Sergeant Sanders also gave credit to his help on the ground, his fitness wingmen, for his success.

"Having wingmen who are into fitness and will rally around and coach you along and motivate you helps tremendously," he said.

His attitude and willingness to share his story contributes to his success as well.

"Mike has an outstanding sense of humor and can often be found smiling," said Bernie Honsberger, Sergeant Sanders' supervisor. "He never misses an opportunity to pass on life's lessons he has learned by telling his story to high school students, teenagers in trouble, and adults alike."

Sergeant Sanders has been running for more than 30 years and cycles as well.

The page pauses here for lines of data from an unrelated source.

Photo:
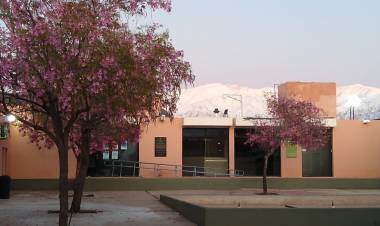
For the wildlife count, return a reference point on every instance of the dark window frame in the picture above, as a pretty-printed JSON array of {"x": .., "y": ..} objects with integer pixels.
[{"x": 160, "y": 151}]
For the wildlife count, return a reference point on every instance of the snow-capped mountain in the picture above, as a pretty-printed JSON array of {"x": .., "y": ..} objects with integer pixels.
[{"x": 202, "y": 100}]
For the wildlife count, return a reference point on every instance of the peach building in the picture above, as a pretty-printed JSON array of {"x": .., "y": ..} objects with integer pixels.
[{"x": 215, "y": 146}]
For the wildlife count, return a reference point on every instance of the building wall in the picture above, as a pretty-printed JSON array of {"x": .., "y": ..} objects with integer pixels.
[
  {"x": 356, "y": 149},
  {"x": 172, "y": 130},
  {"x": 26, "y": 161},
  {"x": 322, "y": 95}
]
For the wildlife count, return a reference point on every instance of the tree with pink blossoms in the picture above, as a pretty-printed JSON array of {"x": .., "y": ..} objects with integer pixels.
[
  {"x": 291, "y": 121},
  {"x": 66, "y": 66}
]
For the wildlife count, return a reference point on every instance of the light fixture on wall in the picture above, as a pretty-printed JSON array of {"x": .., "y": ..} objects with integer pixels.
[
  {"x": 10, "y": 118},
  {"x": 216, "y": 112}
]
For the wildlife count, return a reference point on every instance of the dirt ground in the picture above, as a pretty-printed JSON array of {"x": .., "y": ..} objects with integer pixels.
[{"x": 132, "y": 208}]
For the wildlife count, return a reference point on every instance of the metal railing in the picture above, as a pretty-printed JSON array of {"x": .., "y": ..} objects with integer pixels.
[{"x": 120, "y": 166}]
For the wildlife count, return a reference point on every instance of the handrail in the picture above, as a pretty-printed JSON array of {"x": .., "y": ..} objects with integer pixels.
[{"x": 157, "y": 167}]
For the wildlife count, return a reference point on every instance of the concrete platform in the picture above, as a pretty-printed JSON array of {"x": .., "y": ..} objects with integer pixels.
[{"x": 288, "y": 208}]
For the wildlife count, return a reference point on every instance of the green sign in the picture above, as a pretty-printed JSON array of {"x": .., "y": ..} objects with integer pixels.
[{"x": 291, "y": 151}]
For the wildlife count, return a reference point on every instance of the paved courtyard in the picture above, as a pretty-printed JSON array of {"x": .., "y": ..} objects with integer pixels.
[
  {"x": 135, "y": 208},
  {"x": 132, "y": 208}
]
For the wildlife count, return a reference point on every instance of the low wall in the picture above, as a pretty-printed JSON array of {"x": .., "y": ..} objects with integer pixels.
[{"x": 205, "y": 216}]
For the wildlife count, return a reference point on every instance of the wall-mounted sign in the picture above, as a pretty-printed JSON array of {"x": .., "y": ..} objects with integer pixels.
[
  {"x": 124, "y": 146},
  {"x": 291, "y": 151}
]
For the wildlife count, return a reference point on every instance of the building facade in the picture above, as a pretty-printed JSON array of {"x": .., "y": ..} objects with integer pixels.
[{"x": 215, "y": 146}]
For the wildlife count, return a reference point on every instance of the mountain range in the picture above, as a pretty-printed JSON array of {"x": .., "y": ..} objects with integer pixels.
[{"x": 202, "y": 101}]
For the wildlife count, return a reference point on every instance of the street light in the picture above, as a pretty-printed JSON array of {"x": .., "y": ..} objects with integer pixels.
[{"x": 353, "y": 101}]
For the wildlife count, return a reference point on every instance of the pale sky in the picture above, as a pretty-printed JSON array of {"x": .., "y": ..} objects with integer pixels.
[{"x": 258, "y": 43}]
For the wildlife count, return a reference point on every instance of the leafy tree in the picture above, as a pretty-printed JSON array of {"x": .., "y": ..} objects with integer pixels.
[
  {"x": 291, "y": 121},
  {"x": 67, "y": 66}
]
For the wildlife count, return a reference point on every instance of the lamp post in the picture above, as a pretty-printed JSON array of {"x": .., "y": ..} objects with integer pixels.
[{"x": 353, "y": 101}]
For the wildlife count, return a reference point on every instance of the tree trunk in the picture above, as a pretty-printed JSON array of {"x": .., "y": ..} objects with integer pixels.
[
  {"x": 81, "y": 172},
  {"x": 63, "y": 185},
  {"x": 82, "y": 167},
  {"x": 265, "y": 185}
]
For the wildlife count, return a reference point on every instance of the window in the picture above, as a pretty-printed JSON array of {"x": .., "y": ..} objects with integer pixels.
[
  {"x": 160, "y": 147},
  {"x": 3, "y": 131}
]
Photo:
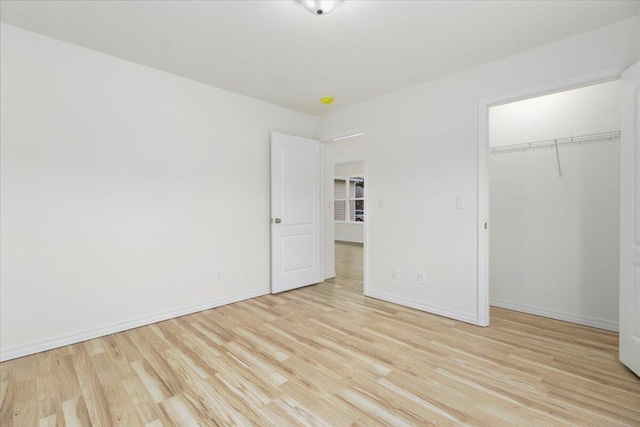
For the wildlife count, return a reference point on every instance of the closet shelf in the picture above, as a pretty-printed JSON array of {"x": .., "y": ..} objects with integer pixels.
[{"x": 594, "y": 137}]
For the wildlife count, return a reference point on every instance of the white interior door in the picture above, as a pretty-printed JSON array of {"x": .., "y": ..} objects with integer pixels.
[
  {"x": 296, "y": 257},
  {"x": 630, "y": 221}
]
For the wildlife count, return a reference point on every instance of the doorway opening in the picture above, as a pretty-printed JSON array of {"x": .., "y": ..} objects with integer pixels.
[
  {"x": 554, "y": 203},
  {"x": 348, "y": 206}
]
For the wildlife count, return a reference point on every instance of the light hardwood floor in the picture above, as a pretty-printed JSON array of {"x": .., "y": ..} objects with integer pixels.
[{"x": 326, "y": 355}]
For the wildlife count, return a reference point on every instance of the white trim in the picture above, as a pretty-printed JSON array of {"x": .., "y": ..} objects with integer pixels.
[
  {"x": 432, "y": 309},
  {"x": 112, "y": 328},
  {"x": 594, "y": 322},
  {"x": 484, "y": 104}
]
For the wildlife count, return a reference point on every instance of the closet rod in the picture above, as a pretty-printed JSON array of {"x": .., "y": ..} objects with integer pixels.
[{"x": 594, "y": 137}]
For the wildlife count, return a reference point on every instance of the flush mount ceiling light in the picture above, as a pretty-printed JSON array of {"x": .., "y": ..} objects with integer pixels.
[{"x": 319, "y": 7}]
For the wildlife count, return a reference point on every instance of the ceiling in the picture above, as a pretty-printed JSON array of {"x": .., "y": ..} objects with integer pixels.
[{"x": 276, "y": 51}]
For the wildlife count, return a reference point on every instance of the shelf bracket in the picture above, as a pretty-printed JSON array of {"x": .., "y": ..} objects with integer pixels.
[{"x": 555, "y": 141}]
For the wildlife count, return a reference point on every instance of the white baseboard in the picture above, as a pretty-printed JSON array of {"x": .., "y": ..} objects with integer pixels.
[
  {"x": 558, "y": 315},
  {"x": 99, "y": 331},
  {"x": 445, "y": 312}
]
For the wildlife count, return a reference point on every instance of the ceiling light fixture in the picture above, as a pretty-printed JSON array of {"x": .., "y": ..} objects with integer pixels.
[{"x": 319, "y": 7}]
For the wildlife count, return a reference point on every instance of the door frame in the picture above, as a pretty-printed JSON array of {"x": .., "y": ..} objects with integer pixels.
[
  {"x": 574, "y": 82},
  {"x": 330, "y": 138}
]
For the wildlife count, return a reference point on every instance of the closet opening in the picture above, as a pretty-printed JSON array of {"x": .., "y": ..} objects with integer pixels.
[{"x": 554, "y": 205}]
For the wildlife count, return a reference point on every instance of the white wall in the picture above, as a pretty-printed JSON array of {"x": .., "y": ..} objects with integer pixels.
[
  {"x": 582, "y": 111},
  {"x": 421, "y": 154},
  {"x": 123, "y": 189},
  {"x": 554, "y": 240}
]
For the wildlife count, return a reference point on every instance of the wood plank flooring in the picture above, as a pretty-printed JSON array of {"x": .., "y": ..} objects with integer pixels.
[{"x": 325, "y": 355}]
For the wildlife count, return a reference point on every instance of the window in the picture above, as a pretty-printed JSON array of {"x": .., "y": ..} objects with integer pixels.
[{"x": 348, "y": 203}]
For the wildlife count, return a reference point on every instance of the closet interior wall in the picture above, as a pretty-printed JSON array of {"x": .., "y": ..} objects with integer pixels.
[{"x": 554, "y": 169}]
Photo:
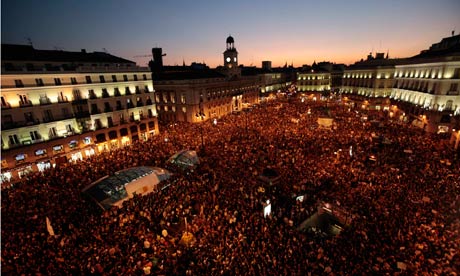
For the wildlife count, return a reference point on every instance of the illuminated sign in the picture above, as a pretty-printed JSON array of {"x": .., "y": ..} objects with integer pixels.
[
  {"x": 20, "y": 157},
  {"x": 40, "y": 152},
  {"x": 58, "y": 148},
  {"x": 73, "y": 144}
]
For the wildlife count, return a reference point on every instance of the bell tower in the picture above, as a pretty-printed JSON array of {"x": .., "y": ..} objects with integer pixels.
[{"x": 231, "y": 58}]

His current fitness routine includes working out four to five times a week with his co-workers as well as on his own, and incorporates running and strength training. Sergeant Sanders' next immediate goal is to give his best in the Warrior Games, and maybe another half marathon this fall.

Despite the challenges, "it doesn't matter how tough it is, because it's a blessing to still be alive," he said.